Lenningen. Bundesweit gibt es rund 5 400 Bahnhöfe. Davon werden 3 500 von weniger als 1 000 Reisenden frequentiert. Bestandteil der Umbauplanungen sollen demnach die barrierefreie Wegleitung, der stufenfreie Bahnsteigzugang sowie eine optimierte Bahnsteighöhe sein. Die Bundesländer waren aufgerufen, entsprechende Förderanträge zu stellen. Land oder Kommunen müssen die Hälfte der Kosten übernehmen. Die andere Hälfte trägt der Bund.
Der Haken daran: Das gilt nur, sofern bestimmte Kriterien eingehalten werden. Für die Planung und die Durchführung der Sanierungen ist dann die Deutsche Bahn verantwortlich. Baden-Württemberg hat im Ländervergleich überdurchschnittlich viele Bahnhöfe zur Sanierung angemeldet. Für die Festlegung der Bahnhöfe, für die Fördermittel beantragt werden, hat das Land Behindertenverbände mit eingebunden.

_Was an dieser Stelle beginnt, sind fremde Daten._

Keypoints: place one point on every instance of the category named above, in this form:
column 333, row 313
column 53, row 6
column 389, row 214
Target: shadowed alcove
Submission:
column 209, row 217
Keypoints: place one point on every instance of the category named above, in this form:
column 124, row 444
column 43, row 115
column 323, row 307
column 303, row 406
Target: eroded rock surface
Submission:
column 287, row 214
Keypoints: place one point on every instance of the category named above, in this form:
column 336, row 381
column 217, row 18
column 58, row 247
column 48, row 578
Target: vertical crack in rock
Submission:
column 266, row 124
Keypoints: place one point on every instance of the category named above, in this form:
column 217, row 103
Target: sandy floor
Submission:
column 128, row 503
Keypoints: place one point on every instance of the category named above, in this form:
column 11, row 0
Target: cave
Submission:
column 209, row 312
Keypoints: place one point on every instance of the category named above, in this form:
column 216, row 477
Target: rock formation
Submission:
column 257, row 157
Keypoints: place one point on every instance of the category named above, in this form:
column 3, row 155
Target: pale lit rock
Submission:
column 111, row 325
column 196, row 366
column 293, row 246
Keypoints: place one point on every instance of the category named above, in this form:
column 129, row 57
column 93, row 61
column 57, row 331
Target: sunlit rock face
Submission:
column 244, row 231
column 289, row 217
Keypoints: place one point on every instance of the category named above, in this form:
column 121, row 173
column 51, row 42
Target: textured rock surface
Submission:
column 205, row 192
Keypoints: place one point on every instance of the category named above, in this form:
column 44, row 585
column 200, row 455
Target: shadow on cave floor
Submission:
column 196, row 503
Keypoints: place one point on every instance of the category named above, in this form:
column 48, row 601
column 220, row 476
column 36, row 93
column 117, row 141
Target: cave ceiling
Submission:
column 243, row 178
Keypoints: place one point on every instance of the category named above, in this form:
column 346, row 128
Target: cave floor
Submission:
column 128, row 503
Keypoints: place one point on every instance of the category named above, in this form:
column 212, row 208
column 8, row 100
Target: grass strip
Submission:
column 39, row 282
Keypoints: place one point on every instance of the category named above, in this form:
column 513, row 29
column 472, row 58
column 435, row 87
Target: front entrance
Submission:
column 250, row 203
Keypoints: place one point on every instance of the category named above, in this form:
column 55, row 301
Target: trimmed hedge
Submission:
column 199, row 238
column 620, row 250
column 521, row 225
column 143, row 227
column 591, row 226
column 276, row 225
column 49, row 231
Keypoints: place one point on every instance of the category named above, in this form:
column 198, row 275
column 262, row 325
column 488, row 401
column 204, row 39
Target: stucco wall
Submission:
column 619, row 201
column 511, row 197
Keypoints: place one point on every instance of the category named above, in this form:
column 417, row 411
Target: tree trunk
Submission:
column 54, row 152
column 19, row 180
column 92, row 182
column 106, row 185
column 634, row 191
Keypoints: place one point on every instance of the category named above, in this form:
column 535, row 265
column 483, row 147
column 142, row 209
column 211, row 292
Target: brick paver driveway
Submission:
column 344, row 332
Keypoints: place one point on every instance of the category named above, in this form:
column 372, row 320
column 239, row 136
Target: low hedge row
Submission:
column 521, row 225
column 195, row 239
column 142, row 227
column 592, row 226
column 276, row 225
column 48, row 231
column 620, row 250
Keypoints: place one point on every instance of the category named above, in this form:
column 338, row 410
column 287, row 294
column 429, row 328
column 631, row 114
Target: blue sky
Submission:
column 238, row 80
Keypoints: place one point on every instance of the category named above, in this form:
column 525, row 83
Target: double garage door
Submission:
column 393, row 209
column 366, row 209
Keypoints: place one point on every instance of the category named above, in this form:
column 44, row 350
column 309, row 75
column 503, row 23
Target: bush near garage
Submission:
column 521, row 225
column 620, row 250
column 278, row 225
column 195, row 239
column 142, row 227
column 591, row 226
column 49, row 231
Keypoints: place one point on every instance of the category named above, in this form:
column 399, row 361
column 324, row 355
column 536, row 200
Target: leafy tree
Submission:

Im Landkreis Esslingen befinden sich davon sechs Bahnhöfe. Nämlich die in Oberlenningen, Unterlenningen, Brucken, Owen, Dettingen und Bempflingen. Entlang der Teckbahn sollen nach dem Wunsch des Landes alle Bahnsteige erhöht werden, um vor allem mobilitätseingeschränkten Menschen den Zu- und Ausstieg zu erleichtern. Owen (450 Reisende pro Tag), Brucken (100 Reisende), Unterlenningen (250 Reisende) und Oberlenningen (700 Reisende) weisen mit Bahnsteighöhen von 30 bis 32 Zentimetern nicht die vorgeschriebenen Mindesthöhen auf. Nach der Eisenbahnbau- und Betriebsordnung ist eine solch geringe Höhe überhaupt nicht zulässig.
In Dettingen erfüllt der Bahnsteig zwar die Vorschriften, ist für den barrierefreien Zu- und Ausstieg dennoch zu niedrig. Überall mangelt es an Blindenleitsystemen, und in Brucken fehlt noch dazu ein barrierefreier Zugang. Eine Umsetzung der Baumaßnahme bis zum Jahr 2018 stellt eine der Förderbedingungen des Bundes dar. Für alle Stationen liegen bislang keine Umbaupläne der Deutschen Bahn vor. Bewilligt werden sollen, so lautet eine weitere Vorgabe des Bundes, nur Fördermittel für Sanierungen, die sich bis Ende 2018 realisieren lassen. „Das wirft viele Fragen auf“, sagt Gastel: „Beispielsweise ob die Bahn überhaupt über eine ausreichende Planungskapazität verfügt. Das muss bezweifelt werden. Und es stellt sich die Frage, wie bis Ende 2018 Planfeststellungsverfahren durchgeführt und abgeschlossen werden sollen, die für Bahnsteigerhöhungen erforderlich sind.“
Baden-Württemberg hat gemeinsam mit einigen anderen Bundesländern gegenüber dem Bundesverkehrsministerium Änderungen der Bedingungen gefordert: Die Zeit sei einfach zu knapp bemessen. Auch dass es nur für Kleinstbahnhöfe eine Förderung des Bundes geben soll, kritisiert Andreas Schwarz: „Es ist ein Armutszeugnis für den Bundesverkehrsminister und die Deutsche Bahn, dass es ihnen nicht gelingt, wichtige Umsteigebahnhöfe wie Plochingen zu modernisieren und barrierefrei zu machen.“ Dort würden täglich Tausende Reisende zu-, um- oder aussteigen. Die Förderbedingungen seien zu engstirnig.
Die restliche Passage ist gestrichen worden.